Vivía en Lyon. Me pasaba el tiempo paseando en un tren que no era subterráneo. Cruzaba el Rhône y el Saône como se cruza el Han en Seúl. La Presqu’île tenía unas ruinas grandes de edificios destruidos en la guerra al estilo del domo de Hiroshima. Las ruinas tenían columnas torcidas que colgaban hacia afuera. Yo pensaba que me aburría mucho en la ciudad, que j. tenía razón cuando vivía ahí y se aburría también.
Llegaba a un Carrefour que aún no estaba abierto.
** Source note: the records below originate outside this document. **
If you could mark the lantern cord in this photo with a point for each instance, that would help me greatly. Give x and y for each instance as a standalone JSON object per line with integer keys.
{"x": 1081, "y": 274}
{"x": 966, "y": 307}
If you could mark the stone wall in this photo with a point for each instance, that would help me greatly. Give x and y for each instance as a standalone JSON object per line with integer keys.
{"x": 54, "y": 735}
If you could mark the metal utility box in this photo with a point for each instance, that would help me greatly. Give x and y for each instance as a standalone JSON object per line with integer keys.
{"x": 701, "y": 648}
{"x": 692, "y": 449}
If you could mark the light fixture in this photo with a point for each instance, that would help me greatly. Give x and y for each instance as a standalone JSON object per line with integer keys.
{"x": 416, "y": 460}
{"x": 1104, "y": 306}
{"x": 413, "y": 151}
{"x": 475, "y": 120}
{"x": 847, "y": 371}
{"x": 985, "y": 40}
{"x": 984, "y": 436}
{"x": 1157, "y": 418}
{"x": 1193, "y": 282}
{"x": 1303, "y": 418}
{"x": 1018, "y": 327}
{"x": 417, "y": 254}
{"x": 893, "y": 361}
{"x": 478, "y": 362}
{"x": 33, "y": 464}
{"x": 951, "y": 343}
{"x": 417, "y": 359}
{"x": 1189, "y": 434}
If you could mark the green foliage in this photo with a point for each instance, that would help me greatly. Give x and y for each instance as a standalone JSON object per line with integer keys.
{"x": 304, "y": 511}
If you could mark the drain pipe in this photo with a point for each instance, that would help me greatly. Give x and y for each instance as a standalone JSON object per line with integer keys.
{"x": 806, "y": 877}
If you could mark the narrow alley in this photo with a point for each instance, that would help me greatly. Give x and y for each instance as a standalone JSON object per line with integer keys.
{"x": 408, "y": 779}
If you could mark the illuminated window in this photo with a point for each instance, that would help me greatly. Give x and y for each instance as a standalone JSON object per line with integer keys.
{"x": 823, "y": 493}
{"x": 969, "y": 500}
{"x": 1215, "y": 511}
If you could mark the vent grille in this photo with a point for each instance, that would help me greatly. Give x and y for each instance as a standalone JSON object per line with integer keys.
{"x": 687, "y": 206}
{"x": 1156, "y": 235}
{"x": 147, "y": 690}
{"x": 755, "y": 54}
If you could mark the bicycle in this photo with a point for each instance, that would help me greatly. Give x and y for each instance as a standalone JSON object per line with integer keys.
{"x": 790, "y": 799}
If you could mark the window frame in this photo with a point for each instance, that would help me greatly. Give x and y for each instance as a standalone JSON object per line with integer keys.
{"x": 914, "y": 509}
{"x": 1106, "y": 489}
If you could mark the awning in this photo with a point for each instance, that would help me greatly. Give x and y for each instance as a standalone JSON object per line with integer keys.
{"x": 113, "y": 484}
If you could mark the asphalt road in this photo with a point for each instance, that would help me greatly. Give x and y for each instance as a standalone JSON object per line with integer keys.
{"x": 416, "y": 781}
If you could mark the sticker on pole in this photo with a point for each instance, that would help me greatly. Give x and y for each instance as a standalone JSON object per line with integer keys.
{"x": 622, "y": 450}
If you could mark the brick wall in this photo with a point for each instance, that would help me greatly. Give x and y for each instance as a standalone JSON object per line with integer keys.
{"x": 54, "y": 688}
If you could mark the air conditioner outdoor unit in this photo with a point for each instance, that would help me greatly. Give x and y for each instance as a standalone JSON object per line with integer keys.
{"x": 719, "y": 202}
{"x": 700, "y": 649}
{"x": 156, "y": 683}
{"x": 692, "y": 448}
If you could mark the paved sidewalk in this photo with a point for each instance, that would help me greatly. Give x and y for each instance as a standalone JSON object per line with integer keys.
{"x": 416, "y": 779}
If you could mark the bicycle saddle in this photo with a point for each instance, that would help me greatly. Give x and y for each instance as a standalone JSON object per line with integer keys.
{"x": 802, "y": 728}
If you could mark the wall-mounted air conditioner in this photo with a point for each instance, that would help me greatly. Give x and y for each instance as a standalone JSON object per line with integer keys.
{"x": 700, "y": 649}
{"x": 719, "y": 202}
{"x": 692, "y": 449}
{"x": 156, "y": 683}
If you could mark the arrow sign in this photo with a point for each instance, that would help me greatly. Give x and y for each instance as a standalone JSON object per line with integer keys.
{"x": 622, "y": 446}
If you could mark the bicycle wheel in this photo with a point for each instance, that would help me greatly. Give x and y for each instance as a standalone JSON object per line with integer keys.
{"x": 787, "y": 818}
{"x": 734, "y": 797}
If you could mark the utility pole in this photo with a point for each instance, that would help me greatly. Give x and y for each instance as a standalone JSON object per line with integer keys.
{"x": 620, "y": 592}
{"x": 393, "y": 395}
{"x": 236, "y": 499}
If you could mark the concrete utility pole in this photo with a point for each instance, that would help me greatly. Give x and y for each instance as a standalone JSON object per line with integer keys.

Cuando al fin se podía entrar mi mamá me ponía a elegir chocolates. Yo veía puros Hershey’s pero quería Lindt.
Al anochecer me ponían a fumar una pipa larguísima que expelía un humo rarísimo, como una versión gaseosa de un tafetán rojo de visos verdes. Decían que lo que uno fumaba era sangre de serpiente o algo así. Uno la veía hervir por un orificio de la pipa. Había que meterse en un río para fumar. Cuando exhalaba botaba fuego por la boca, pero no me quemaba. La señora que estaba a cargo de esta ceremonia me decía que como había tomado cinco bocanadas, iba a ver cinco alucinaciones que eran mis cinco problemas principales. Me explicaba el primero. Creo que me decía que yo no creía en mí o que tenía miedo de algo, pero eso bien puedo estar inventándomelo. Le decía que tenía razón.
Hablaba con una japonesa. Me decía que uno de los sueños de su vida era conocer a alguien cuya lengua materna fuera el español. Yo traducía en mi cabeza al español la frase “alguien cuya lengua materna sea el español” y pensaba que este idioma las frases suelen complicarse al traducir.